Leporace Gustavo, Guadagnin Eliane C, Carpes Felipe P, Gustafson Jonathan, Gonzalez Felipe F, Chahla Jorge, Metsavaht Leonardo
Instituto Brasil de Tecnologias da Saúde, Rio de Janeiro, Brazil.
Departamento de Diagnóstico por Imagem, Escola Paulista de Medicina, Universidade Federal de São Paulo, São Paulo, Brazil.
Sports Health. 2025 May 20:19417381251338267. doi: 10.1177/19417381251338267.
Running biomechanics can influence injury risk, but whether the combined effect of different biomechanical factors can be identified by individual running profiles remains unclear. Here, we identified distinct biomechanical profiles among healthy runners, examined lower limb mechanical load characteristics, and evaluated potential implications for injury risk.
Multiple factors would serve as a common denominator allowing identification of specific patterns.
Cross-sectional.
Level 2.
Step cadence, stance time, vertical oscillation, duty factor, vertical stiffness, peak ground reaction force (GRF), and anteroposterior, lateral, and vertical smoothness were determined from 3-dimensional kinematic data from 79 healthy runners using a treadmill at 2.92 m/s. Principal component analysis, self-organizing maps, and K-means clustering techniques delineated distinct biomechanical running profiles. Mutual information analysis, Kruskal-Wallis, and Pearson's Chi-squared tests were conducted.
Five biomechanical profiles (P1-P5) demonstrated different running mechanical characteristics: P1 exhibited low cumulative and peak mechanical load due to a combination of high duty factor, low step cadence, and longer stance time; P2 showed characteristics associated with the lowest peak mechanical load due to reduced peak GRF and greater smoothness; P3 and P5 showed contrasting running patterns, but maintained moderate smoothness and peak GRF; and P4 exhibited the highest peak mechanical load, driven by high GRF, low duty factor, and high vertical oscillation.

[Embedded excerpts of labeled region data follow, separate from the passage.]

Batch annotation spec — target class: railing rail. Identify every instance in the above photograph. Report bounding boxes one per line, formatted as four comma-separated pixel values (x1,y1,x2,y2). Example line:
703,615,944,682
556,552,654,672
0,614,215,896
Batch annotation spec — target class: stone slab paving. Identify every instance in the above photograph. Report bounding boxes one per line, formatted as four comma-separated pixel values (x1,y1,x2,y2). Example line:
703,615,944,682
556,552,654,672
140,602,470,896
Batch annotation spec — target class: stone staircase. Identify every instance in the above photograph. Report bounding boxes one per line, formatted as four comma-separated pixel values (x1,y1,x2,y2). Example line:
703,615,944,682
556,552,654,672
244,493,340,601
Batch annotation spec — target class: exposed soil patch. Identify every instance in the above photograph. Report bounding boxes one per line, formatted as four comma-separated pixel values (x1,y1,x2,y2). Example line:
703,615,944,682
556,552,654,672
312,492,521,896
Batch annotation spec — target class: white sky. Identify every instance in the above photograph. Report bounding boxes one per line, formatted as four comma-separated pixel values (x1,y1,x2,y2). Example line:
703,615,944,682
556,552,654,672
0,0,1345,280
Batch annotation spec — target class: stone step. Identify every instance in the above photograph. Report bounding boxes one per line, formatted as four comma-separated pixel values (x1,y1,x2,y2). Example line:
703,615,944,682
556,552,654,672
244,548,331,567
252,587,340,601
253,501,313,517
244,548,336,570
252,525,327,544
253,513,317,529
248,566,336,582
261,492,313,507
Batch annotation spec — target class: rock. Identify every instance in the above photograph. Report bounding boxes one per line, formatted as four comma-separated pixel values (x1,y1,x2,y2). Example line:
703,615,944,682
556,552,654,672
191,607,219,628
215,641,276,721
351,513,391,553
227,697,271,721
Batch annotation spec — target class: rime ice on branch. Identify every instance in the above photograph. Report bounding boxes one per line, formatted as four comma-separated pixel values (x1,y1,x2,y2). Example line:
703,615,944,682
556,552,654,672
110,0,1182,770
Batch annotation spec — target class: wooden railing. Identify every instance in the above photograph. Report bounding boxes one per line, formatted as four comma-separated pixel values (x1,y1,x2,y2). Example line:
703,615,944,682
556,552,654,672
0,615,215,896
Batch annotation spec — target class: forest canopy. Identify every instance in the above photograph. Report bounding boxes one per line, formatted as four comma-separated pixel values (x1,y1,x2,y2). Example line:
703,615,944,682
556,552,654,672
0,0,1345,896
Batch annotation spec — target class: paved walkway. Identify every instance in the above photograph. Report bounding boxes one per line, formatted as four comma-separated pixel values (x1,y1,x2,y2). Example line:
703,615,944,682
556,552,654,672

The 5 profiles appear to be associated with different lower limb load patterns, highlighting previously unrecognized connections between biomechanical variables during running. Some variables contribute to increased peak and cumulative load, whereas others help reduce it, underscoring the complex interplay of biomechanical factors in running.
Identifying distinct running profiles can help clinicians better understand individual variations in mechanical load and injury risk, thus informing targeted interventions, such as personalized training adjustments or rehabilitation programs, to prevent injuries and enhance performance in runners.
跑步生物力学可影响受伤风险,但不同生物力学因素的综合作用能否通过个体跑步特征来识别仍不清楚。在此,我们确定了健康跑步者之间不同的生物力学特征,研究了下肢机械负荷特征,并评估了对受伤风险的潜在影响。
多种因素将作为一个共同标准,允许识别特定模式。
横断面研究。
2级。
利用跑步机以2.92米/秒的速度对79名健康跑步者进行三维运动学数据采集,测定步频、支撑时间、垂直振荡、负荷率、垂直刚度、地面反作用力峰值(GRF)以及前后、横向和垂直方向的平滑度。主成分分析、自组织映射和K均值聚类技术描绘了不同的生物力学跑步特征。进行了互信息分析、Kruskal-Wallis检验和Pearson卡方检验。
五种生物力学特征(P1 - P5)表现出不同的跑步机械特征:P1由于高负荷率、低步频和更长的支撑时间,表现出低累积和峰值机械负荷;P2由于GRF峰值降低和平滑度更高,表现出与最低峰值机械负荷相关的特征;P3和P5表现出相反的跑步模式,但保持适度的平滑度和GRF峰值;P4由于高GRF、低负荷率和高垂直振荡,表现出最高的峰值机械负荷。
这五种特征似乎与不同的下肢负荷模式相关,突出了跑步过程中生物力学变量之间以前未被认识到的联系。一些变量会导致峰值和累积负荷增加,而其他变量则有助于降低负荷,强调了跑步中生物力学因素的复杂相互作用。
识别不同的跑步特征可帮助临床医生更好地理解机械负荷和受伤风险的个体差异,从而为有针对性的干预措施提供依据,如个性化训练调整或康复计划,以预防跑步者受伤并提高其表现。